Consider creating a corporate website that:
- Communicates your philosophy and values,
- Sells your product or service, and
- Blends seamlessly into your blog. If your blog looks different than your corporate website, it feels like a different website. like it’s disassociated from the corporate site. If your website and blog are built from the same template, then it can give the impression that your brand is bigger than it may really be.
Your blog should request something from your visiter, the “call to action”. This leads to your conversion rate. Your objective could be for the visiter to:
- subscribe to your RSS,
- make a donation,
- share your page,
- give you their email address,
- download something,
- etc.
The less money you have, the more creative you have to be with the limited resources you have. This can be a good thing if you’re creative. It means that nobody else is doing what you’re doing.
Lastly, don’t reinvent the wheel. Chances are whatever service or widget it is that you’d like to incorporate into your website already exists in some form. So before you spend time and money trying to create it, search the internet and see if you can find it.
I want to update my website, any advice?
- Instead of your homepage being your blog, create a read-only (no comments section) corporate informational page that outlines your philosophy, values, and goal, has your social media API integration, and links to your FAQ page, blog, and press page – Like a dashboard for your website.
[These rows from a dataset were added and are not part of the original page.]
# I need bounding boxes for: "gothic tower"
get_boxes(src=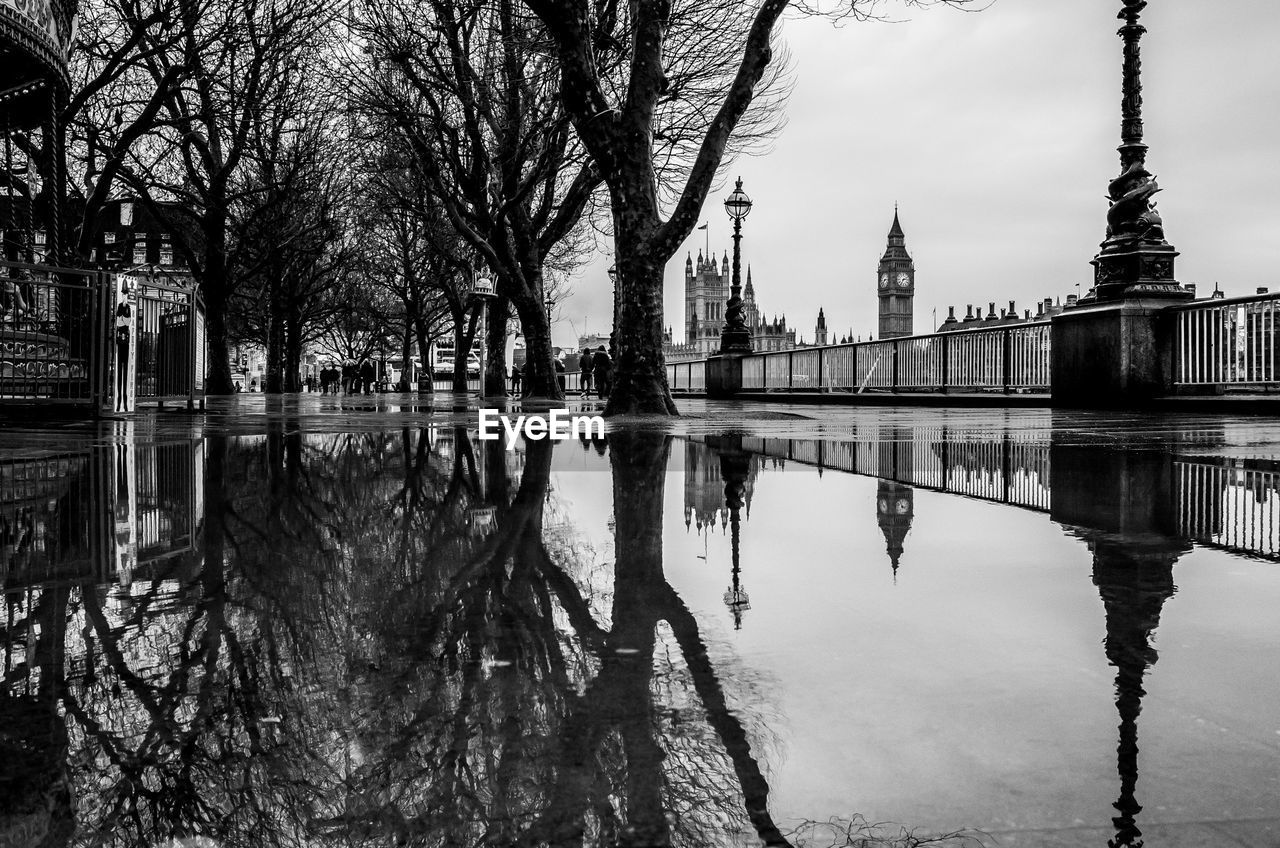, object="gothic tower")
[876,480,915,576]
[877,206,915,338]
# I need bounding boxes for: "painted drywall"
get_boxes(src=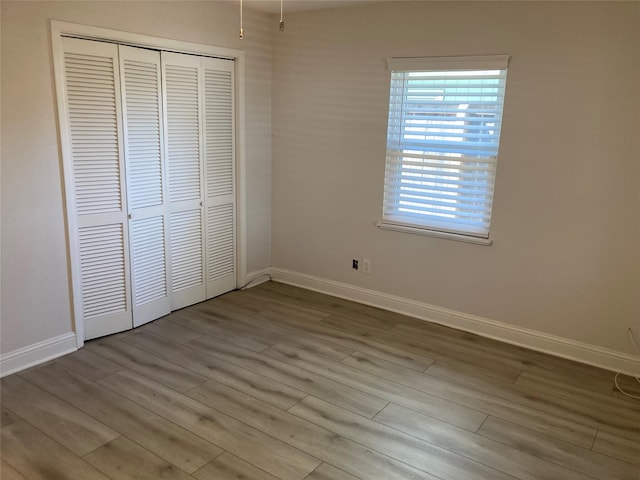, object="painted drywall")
[272,2,640,354]
[0,1,277,354]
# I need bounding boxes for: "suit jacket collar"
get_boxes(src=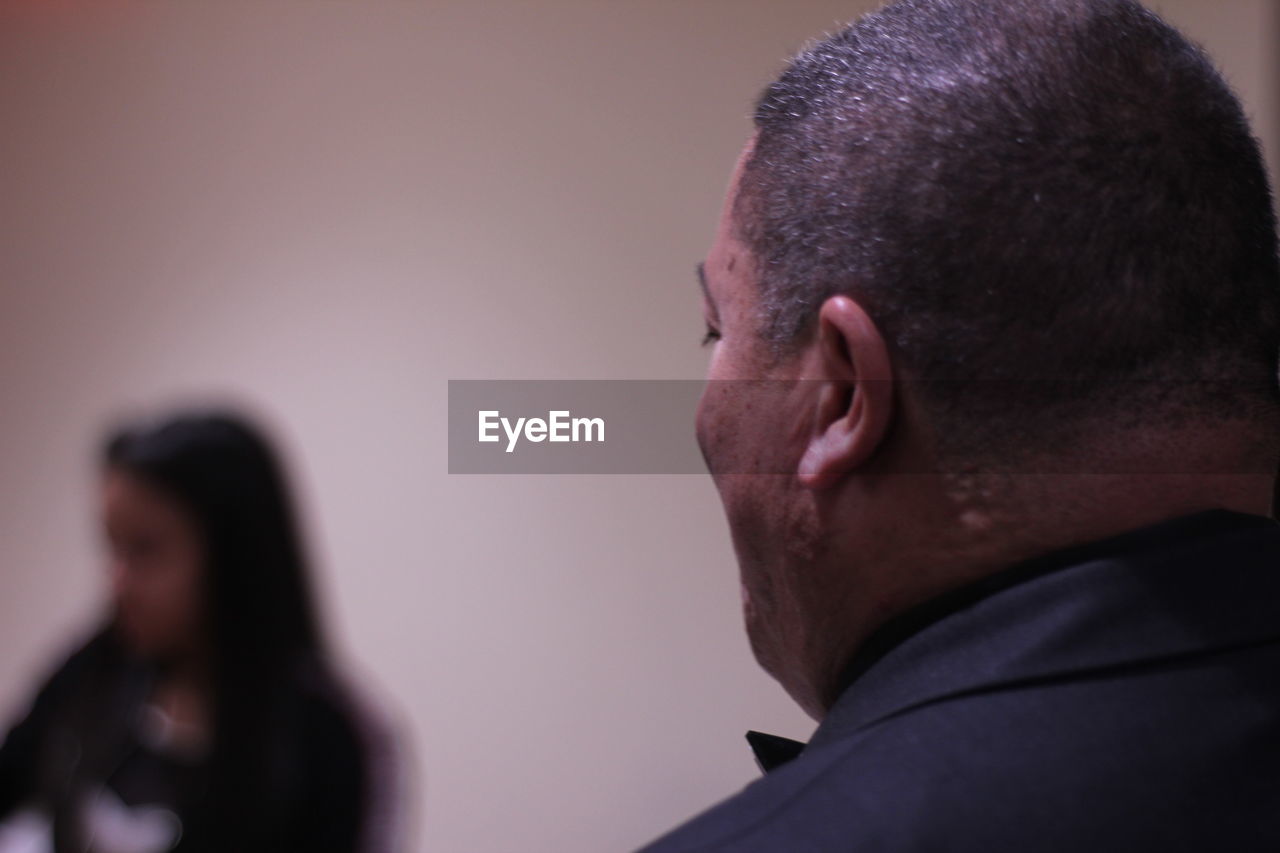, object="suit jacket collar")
[808,510,1280,749]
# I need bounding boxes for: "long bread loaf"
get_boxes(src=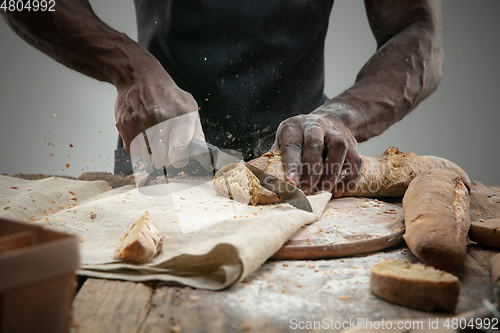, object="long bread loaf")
[403,170,470,272]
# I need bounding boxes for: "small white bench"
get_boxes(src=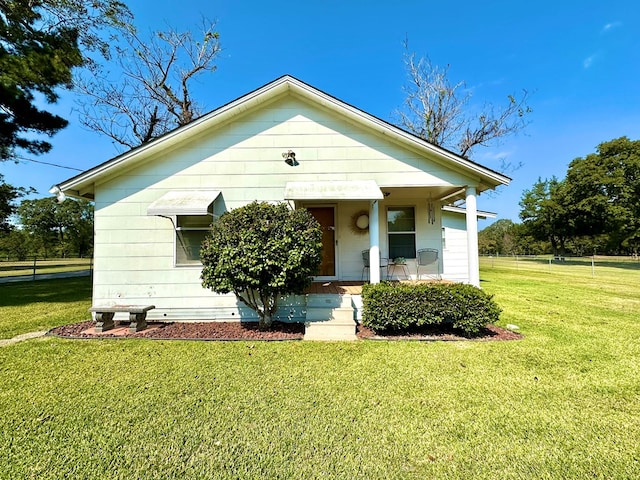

- Less is more. Organize your content so it stands out and easy to browse.
- Your content must provide useful information or people won’t come back.
- Put as much content as you can on your home page without crowding it, and organize your navigation and website to reduce the total number of clicks visiters must make to find any piece of information they want to as few as possible. The more clicks visitors must make, the more likely they are to leave.